I think Walter’s anger is of the time of the play’s 1930s setting, but it comes off as being highly relevant. While Walter’s a cynic, it’s not difficult to make the connection between him and the 99%/Occupy movements. Or just that violent lake of magma beneath America’s seemingly sedimentary surface at any given time in the 20th century. This is the real history of racism and greed and economic and social opression in America, where it’s victims are not noble, deserving martyrs, but weak humans.

Clint Ramos has put together one of those massive, rotating sets that are becoming a mannerism of the Huntington and Walter’s anger is mirrored by blaring free jazz interludes. The production opens with a shout out to Chicago geography–a hip hop track with lots of references to streets and corners. Director Liesl Tommy has smartly undercut Walter’s intensity with comic relief from Walter’s sister Beneatha (Keona Welch).

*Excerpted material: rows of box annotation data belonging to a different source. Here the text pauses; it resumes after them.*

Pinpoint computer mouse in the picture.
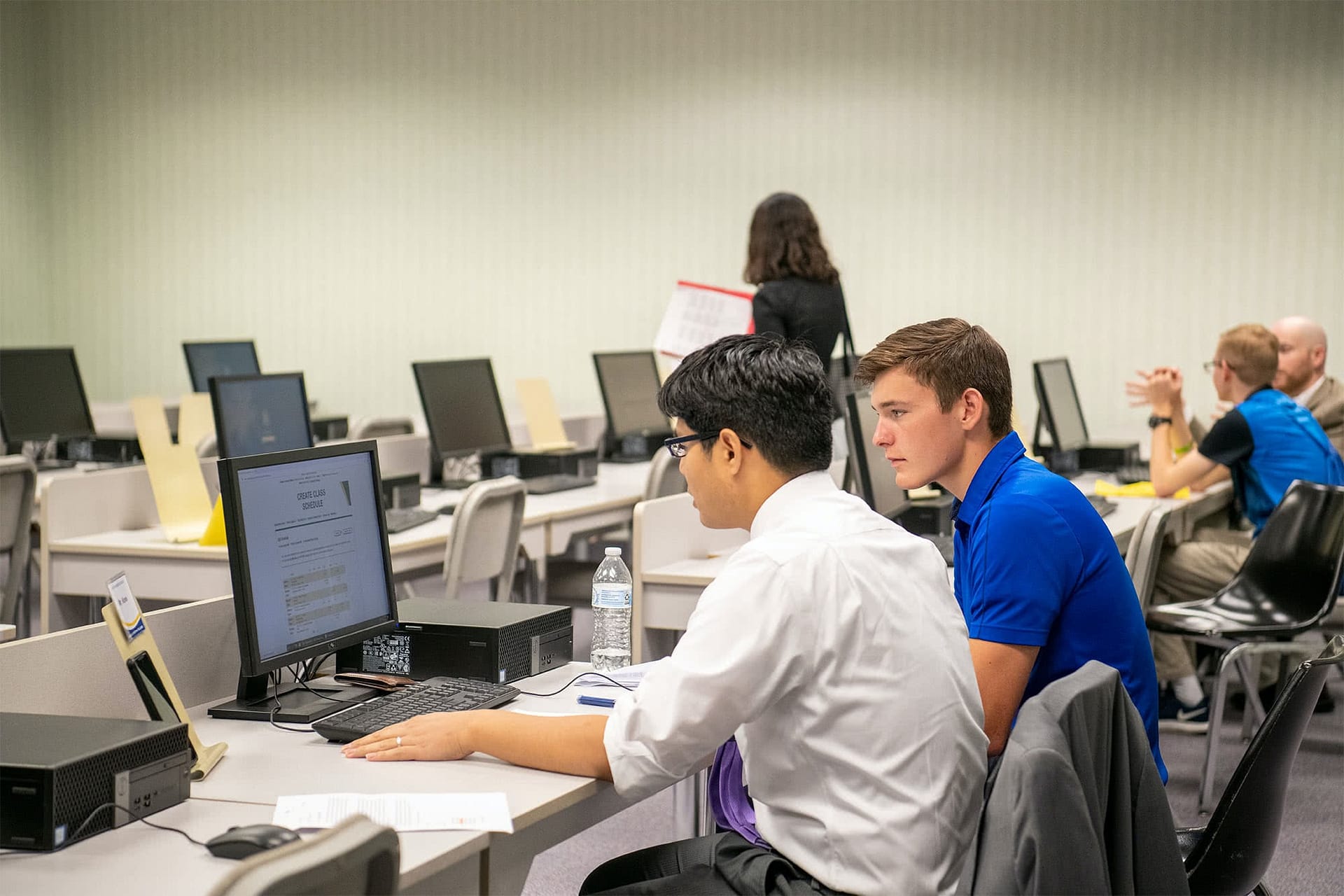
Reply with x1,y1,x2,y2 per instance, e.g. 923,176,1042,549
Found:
206,825,298,858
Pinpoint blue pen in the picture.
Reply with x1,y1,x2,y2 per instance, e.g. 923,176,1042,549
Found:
580,693,615,709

Her girlish promise, wisecracks, and back & forth with two suitors provide an endearing foil to Walter’s sad, fated desperation. The character of Ruth (Ashley Younger), Walter’s wife, takes a back seat here. It could be enhanced, but she’s not fully fleshed out in the text to begin with. She’s so forgiving of Walter and almost awkwardly silent at some of the play’s tensest moments that we wonder who she really is.